Ms. Kagesaki started drawing game CGs for Himeya-soft (姫屋ソフト) in 1993, but since 2001 has been focusing on manga. The game companies she has worked for include KID, CIRCUS/Kadokawa Books (角川書店), JANIS, May-Be Soft, and BELL-DA. The previously mentioned series Karin began serialization in May 2003 and ended in April 2008. She also has a more recent doujinshi circle, Tsubuan Doumei (つぶあん同盟), which does parody works.
We would like to thank Ms. Kagesaki for letting us interview her and the Sakura-Con staff for their assistance in arranging and facilitating the interview.
encubed: How did you start working on game CGs?
Yuna: Job searching. As long as the job was drawing, anything would work. At first, I wanted to become a manga artist, but I wasn’t good enough yet so I looked for a different job.
e: Which game’s work do you feel the best about?
Y: Which game… infinity? Like Never7 (ed: Never7 -the end of infinity-).
e: What made you start to create manga?
Y: I was scouted at a doujinshi event.
e: When you make your own manga, you have complete freedom in the drawings, since you are writing the story. How much freedom do you have with game CGs? How much input do you have to the character designing process?
Y: It’s hard to fit the characters into the dimensions of the window. It’s probably the same as with anime.
e: How is it drawing for the Da Capo series, where the characters are already well
Y: I was an outsider for that job (ed: did not have any influence). It was my first time having to be careful to draw like the original images, so it was interesting. But in the end, people could still tell they were my drawings.
e: Do you prefer working on game CGs yourself, or collaborating with other artists?
Y: There are times where I drew all the images, but now that I think about it, it’s probably better to draw with other people.
e: How large and detailed do you draw game CGs?
Y: I draw according to the maker’s decision. I usually only draw the character line art, not the details.
e: The graphics up to now have been mostly 640×480, what has changed as the resolution has increased?
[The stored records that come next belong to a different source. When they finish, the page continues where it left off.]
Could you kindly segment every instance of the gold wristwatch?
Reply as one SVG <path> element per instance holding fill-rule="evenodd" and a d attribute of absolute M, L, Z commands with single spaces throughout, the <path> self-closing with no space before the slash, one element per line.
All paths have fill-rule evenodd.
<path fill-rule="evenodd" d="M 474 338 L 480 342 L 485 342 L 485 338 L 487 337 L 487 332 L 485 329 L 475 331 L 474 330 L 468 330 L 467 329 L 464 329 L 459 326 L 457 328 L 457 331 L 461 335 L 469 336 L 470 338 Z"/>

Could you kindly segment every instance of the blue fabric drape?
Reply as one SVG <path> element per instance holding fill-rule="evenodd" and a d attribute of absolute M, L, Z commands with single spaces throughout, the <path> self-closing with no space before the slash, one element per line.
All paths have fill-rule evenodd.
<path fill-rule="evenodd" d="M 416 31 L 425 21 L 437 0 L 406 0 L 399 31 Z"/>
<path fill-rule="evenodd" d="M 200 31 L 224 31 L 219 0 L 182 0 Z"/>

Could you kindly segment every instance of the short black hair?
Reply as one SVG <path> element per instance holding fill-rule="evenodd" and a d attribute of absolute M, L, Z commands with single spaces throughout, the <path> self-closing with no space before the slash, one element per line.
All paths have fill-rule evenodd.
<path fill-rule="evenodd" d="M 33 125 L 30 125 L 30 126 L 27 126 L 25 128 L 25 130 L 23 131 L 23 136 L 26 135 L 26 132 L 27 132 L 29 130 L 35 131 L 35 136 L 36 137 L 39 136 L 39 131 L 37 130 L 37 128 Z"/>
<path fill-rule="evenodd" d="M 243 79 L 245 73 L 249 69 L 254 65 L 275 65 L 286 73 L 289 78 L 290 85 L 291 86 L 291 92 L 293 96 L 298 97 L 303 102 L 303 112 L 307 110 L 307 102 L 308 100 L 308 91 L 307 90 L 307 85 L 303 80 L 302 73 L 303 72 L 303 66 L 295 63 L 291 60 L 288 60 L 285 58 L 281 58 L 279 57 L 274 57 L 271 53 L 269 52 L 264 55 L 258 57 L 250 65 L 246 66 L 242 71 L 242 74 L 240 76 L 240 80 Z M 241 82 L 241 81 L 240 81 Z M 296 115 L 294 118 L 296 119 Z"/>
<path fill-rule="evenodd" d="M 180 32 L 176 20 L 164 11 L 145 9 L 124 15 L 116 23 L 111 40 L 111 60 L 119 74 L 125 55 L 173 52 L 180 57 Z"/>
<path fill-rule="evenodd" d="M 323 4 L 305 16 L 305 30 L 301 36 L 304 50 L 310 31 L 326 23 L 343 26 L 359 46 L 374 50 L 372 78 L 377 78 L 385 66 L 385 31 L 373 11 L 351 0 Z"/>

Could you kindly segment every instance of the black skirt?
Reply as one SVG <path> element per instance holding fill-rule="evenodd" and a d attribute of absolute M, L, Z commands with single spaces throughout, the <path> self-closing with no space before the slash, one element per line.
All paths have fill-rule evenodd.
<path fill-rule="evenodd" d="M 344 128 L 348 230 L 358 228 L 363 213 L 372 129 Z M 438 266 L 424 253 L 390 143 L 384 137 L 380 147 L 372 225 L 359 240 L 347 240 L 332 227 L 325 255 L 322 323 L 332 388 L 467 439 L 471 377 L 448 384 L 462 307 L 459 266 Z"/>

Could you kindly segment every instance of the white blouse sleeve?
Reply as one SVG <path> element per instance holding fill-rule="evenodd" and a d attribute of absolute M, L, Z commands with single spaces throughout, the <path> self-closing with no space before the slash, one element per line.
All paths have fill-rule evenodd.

Y: Honestly, I don’t know. My latest work hasn’t really been much other than Da Capo. Most of my work as a game illustrator was in the golden age of the NEC-9801. When the age of full color came, I was pretty busy with manga. And with Da Capo I was only doing character design and line art, so I wasn’t really involved.
e: Were you an outsider for other games as well?
Y: Yes, it was mostly like that. The makers pretty much just gave me drawings and told me to do what I like.
e: Are there differences between drawing game CGs and manga?
Y: The screen size and the work schedule. Also, with manga I create the story so I can decide on the frame size I want.
e: Are there any artists that you look up to?
Y: There are so many illustrators, I can’t think of any names. For manga artists, Rin Okamoto (岡本倫), Kazuhiro Fujita (藤田和日郎), and many others. I read a lot of manga.
e: Do you have any recommendations for someone interested in drawing professionally?
Y: Draw a lot. Also keep in mind that other people will look your work.
e: What do you think of translations of the games you work on, both official and unofficial?
Y: With manga, I think, “Oh, this is how the words fit in.”
e: Would Tsubuan Doumei ever consider working on doujin games?
Y: I draw jacket art for voice actor drama CDs from Tsubuan Doumei’s partner circle LIPS. I’ve thought about doing doujin games, but I can’t do anything really high level.